The Predicament of a Living Guru
Shekhar Kapur joins Sadhguru in conversation on the predicament of being a living Guru.
Shekhar Kapur joins Sadhguru in conversation on the predicament of being a living Guru. The filmmaker points out that while the world readily worships people who have passed away, they have difficulty accepting a Guru during his lifetime.
Shekhar Kapur: Sadhguru, a large part of the problem people have when they think about a Guru is if the Guru is alive. If you look at the world, everybody worships people that have passed away.
I’ve known you as a friend, I hug you as a friend, but I can touch your feet, because you’re a realized man, you’re a Guru. Why is it so difficult for people to make out that difference? They say, “Well, he’s a man after all, and why is he claiming to be a realized man? We believe all realized men only become realized when they’re gone.”
Sadhguru: They have to be dead. Unfortunate, isn’t it?
Shekhar Kapur: Yeah. I was trying not to use that word, but they have to be dead. That’s a big problem. So, let’s talk about that.
Sadhguru: This is because if you have to see value with what is here now, you need a certain intelligence and awareness. To say that someone who was here a thousand years ago was great and to worship him is very easy because a million people are saying so. Everybody is fascinated by the past because generations of people have said so.
Even when a Krishna was alive, how many people really recognized him? Duryodhana said about him, “This guy can play with a child, fight with a man, make love to a woman, gossip with old women… This is no God. This is a rogue.” That’s how they would have seen him. Now, thousands of years later, it is very easy because everybody is saying, “Krishna is God,” so you also say it. You are just joining a gang, you are not seeing anything about Krishna as such.
But if you have to recognize something that is alive in front of you today, you need a certain capability, awareness and intelligence. When Jesus was alive, you know what horrible things they did to him. Now, half the world wants to worship him. When he was there, only a handful of people got it. After he is gone, everybody does it. This is just a fan club, not disciple-hood.
Shekhar Kapur: So, let’s talk about the concept of a Guru. What is a Guru and how does one find a Guru? And why is it that different people have different Gurus? Like there is one God, there could be one Guru, right?
Sadhguru: This is wrong. In India, we have 36 million gods and goddesses! So, what is a Guru? Gu means “darkness”, ru means “dispeller” – one who dispels your darkness is a Guru. You can call him a light bulb if you want. He is on. That’s all. What you cannot see, he is able to make you see – that’s a Guru. Or to put it in other terms, essentially, because you are trying to make a journey and you are seeking a Guru, he is like a live roadmap. When you want to travel uncharted terrain, you will find a roadmap is extremely important. In the tradition, they say, “Guru is greater than God,” because a live roadmap is more important than anything when you are lost in unknown terrain.

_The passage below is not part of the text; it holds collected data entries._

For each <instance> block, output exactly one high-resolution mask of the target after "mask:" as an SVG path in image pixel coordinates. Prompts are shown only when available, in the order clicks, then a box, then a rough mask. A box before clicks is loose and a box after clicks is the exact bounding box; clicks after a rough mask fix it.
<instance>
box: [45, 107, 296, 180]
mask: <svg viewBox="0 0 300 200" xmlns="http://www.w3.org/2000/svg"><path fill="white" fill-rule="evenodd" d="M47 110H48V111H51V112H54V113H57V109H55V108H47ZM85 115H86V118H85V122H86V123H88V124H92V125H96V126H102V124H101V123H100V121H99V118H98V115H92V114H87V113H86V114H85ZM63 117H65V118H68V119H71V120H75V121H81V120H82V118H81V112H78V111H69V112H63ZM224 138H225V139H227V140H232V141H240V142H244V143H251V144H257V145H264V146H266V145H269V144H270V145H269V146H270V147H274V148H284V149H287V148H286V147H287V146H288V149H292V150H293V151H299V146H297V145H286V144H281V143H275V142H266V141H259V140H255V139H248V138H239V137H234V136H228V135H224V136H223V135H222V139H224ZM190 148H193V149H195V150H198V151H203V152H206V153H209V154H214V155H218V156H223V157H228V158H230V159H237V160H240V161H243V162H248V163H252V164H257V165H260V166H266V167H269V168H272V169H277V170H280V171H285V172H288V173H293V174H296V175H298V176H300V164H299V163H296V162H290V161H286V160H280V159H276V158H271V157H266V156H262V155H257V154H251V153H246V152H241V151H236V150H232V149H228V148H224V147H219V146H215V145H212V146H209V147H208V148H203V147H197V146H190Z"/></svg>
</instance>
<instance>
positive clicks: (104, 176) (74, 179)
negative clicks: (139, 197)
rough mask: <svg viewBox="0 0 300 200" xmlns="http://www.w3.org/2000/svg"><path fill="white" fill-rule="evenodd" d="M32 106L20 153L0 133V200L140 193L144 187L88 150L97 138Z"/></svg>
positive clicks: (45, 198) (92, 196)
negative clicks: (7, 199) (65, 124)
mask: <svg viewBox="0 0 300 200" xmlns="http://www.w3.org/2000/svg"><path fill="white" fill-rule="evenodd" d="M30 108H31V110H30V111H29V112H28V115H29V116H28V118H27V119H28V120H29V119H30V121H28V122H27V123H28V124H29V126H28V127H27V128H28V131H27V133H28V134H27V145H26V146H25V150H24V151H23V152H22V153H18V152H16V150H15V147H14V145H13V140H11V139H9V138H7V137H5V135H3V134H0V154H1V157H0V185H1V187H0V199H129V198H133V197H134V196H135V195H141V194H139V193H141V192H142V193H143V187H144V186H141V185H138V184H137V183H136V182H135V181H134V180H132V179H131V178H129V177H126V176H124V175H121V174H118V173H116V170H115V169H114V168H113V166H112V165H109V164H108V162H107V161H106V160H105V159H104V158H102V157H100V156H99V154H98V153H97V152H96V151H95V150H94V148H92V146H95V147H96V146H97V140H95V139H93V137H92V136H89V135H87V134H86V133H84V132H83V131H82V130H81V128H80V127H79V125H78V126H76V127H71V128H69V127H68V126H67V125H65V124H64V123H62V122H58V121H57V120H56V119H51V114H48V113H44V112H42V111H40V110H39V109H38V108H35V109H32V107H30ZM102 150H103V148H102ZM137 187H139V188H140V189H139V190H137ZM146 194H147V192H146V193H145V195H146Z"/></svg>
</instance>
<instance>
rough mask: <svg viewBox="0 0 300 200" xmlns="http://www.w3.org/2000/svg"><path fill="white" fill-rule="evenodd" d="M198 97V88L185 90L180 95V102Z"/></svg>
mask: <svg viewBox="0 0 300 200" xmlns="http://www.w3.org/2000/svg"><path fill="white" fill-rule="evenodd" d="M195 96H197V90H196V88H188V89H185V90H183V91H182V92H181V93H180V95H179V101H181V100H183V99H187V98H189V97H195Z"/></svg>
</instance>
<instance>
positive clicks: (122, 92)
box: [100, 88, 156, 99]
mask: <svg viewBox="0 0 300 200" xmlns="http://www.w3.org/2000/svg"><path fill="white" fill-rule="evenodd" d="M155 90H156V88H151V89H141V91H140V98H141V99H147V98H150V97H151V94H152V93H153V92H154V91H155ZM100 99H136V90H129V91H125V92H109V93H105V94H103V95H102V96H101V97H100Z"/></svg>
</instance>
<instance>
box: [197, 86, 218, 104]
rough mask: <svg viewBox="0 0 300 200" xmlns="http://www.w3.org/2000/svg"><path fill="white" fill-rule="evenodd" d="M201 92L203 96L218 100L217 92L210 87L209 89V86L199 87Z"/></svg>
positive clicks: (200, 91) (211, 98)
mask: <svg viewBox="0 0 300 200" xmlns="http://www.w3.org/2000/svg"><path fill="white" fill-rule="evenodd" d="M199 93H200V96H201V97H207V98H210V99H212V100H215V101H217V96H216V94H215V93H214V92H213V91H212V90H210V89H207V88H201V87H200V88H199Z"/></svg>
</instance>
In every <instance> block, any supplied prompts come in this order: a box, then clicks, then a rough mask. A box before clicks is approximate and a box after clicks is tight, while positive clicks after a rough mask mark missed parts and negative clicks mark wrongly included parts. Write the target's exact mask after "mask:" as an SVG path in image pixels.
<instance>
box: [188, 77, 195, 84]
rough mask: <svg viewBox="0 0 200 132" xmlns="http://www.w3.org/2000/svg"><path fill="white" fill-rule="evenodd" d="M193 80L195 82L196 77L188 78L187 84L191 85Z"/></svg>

“Can’t I find my way without a Guru?” This question is coming from a certain egoistic standpoint. “Why can’t I do it myself?” See, you are using a watch, right? I’ll give you all the parts for the watch. You build your own watch, let me see. I’m not asking you to build a computer or a spacecraft. Even for a simple thing like a watch, you may take a lifetime. So you go to a watchmaker for a watch. So, what’s your problem going to a Guru for something that you do not know?